PATTIRO is a research and advocacy organization established on April 17, 1999 and has been working in more than 17 provinces and 70 regencies or cities throughout Indonesia. During this period, PATTIRO has been focusing its attention on local governance issues, particularly in decentralization issues. Through its works, PATTIRO tries to encourage the realization of good, transparent, and equitable governance in order to create social justice for all of Indonesian people.


In addition to actively conducting research, PATTIRO often provides technical assistance to the government. In addition, PATTIRO also helps the community in advocating with the government, both central and local, to reform policies, improve public services and public budget management. PATTIRO has a vision, mission, and principles that serve as a reference in carrying out its various works.

PATTIRO has conducted various research, capacity building, technical assistance, local policy reform, developing public service models/innovations and community participation, and building partnerships (ASEAN) and internationally.

For various research and policy advocacy efforts so far, from 2011 to 2015, PATTIRO won an award from the University of Pennsylvania, United States as one of the best think tanks

Vision

The creation of social justice through increased participation and bargaining power of citizens in the process of public service delivery, public decision-making, and allocation of public resources, especially at the local level.

Mission

  1. Encouraging the fulfillment of society’s basic rights in the public service delivery and public finance management.
  2. Strengthening the capacity of society and government officials in creating a participatory public policy making.
  3. Developing good governance models to create social justice.

Principles


In executing its agenda, PATTIRO relies on principles such as social transformation, accountability, transparency, result-oriented, democratization, and equality.

Context

The year 1999 marked a moment of great change in Indonesia. Preceded by the 1998 Reform movement that ended 32 years of the New Order era in power, Indonesia then entered a period of democratic transition. Demands for greater freedoms and a clean, corruption-free government continue to strengthen. In the same year, the Government of Indonesia issued a regional autonomy policy that changed the pendulum of government management from centralization to decentralization.

The regional autonomy policy can be said to be a response to the increasing demands on regional independence from the center and broad community participation in all fields. This regional autonomy policy gives birth to New Hope for the creation of good governance as a tool to improve public welfare. Regional autonomy is expected to provide greater opportunities for the community to actively participate in determining policies, which is a prerequisite for the birth of good governance. Through decentralization, the management and utilization of resources owned by the community will be more in favor of the interests of the community, especially in the regions.

But in fact, changes in the character of the Central-Local relations in this decentralization policy, does not necessarily result in changes in the pattern of community-State Relations (society-state). The community is still an excluded group in decision-making practices, as well as in accessing public services. The determination of the regional budget (APBD) policy, for example, does not involve community participation, especially vulnerable and poor groups. As a result, access to public services is limited. Meanwhile, the practices of corruption, collusion and nepotism have become something that is common in the bureaucracy, even to local governments.

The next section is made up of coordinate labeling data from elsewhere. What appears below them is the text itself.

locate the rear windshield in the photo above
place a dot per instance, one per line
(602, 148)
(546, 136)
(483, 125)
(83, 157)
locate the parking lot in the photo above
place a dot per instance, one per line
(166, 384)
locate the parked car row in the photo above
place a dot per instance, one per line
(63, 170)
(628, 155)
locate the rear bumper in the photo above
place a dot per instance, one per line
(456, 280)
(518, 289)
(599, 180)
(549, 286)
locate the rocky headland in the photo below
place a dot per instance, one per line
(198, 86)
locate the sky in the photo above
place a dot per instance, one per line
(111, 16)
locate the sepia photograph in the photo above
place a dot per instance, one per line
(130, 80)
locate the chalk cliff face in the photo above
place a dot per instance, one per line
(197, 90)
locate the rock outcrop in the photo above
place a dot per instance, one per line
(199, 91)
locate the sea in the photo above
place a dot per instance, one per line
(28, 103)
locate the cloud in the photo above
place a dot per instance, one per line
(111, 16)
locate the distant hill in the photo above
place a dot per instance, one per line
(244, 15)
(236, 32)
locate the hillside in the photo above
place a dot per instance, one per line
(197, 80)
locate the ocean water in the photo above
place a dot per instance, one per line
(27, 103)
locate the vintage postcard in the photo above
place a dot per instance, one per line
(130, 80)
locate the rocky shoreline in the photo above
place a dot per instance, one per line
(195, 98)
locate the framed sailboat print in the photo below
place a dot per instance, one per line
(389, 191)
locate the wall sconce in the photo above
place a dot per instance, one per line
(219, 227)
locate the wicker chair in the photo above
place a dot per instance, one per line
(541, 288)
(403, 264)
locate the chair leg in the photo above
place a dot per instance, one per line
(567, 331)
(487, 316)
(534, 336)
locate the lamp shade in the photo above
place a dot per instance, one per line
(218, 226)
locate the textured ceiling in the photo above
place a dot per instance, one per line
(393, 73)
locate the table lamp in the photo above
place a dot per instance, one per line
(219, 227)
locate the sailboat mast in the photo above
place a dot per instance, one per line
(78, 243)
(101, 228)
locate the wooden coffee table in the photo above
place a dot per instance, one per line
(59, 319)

In this context, PATTIRO was established on April 17, 1999 in Jakarta. PATTIRO (Center for Regional Information and studies) as a non-governmental organization that dedicates its activities to efforts to realize good governance and increase public participation in Indonesia, especially at the local level. In other words, PATTIRO seeks to encourage the realization of the goal of regional autonomy, namely improving the quality of public services that have an impact on improving the welfare of the community.

Focus Area

Good public service is a manifestation of social accountability, which is a condition where service providers actually manage public resources for the public interest. In fact, there are still many service providers who are not accountable. PATTIRO made efforts to strengthen citizens through Community Center (CC) so as to advocate the improvement of public services. To obtain accurate data based, PATTIRO facilitates CC to carry out User Based Survey and Citizen Report Card. At the same time, PATTIRO assists service providers and local governments in managing public expectations of services.

The implementation of quality public services will only be realized with the support of good public budget management. Unfortunately, there are still many local governments that have not shown accountable budget management. PATTIRO strengthens citizens and civil society networks at the city / district level to advocate for pro-people and gender-responsive budgets. At the same time, PATTIRO assists local governments and DPRD in managing transparent and accountable regional finances.

Transparency makes it easier for citizens to access information on the implementation of local government. Information disclosure is a prerequisite for the active involvement of citizens in the implementation of local government. PATTIRO seeks to improve the ability of citizens to use the right to obtain information through the establishment and assistance of community groups (Community Center, CC). PATTIRO also assists local governments in implementing public information disclosure. Assistance begins with the formation of Information and documentation management officer (PPID), preparation of Information Service Systems and policies, PPID capacity building, and increasing the effectiveness of PPID functions through the application of information and Communication Technology.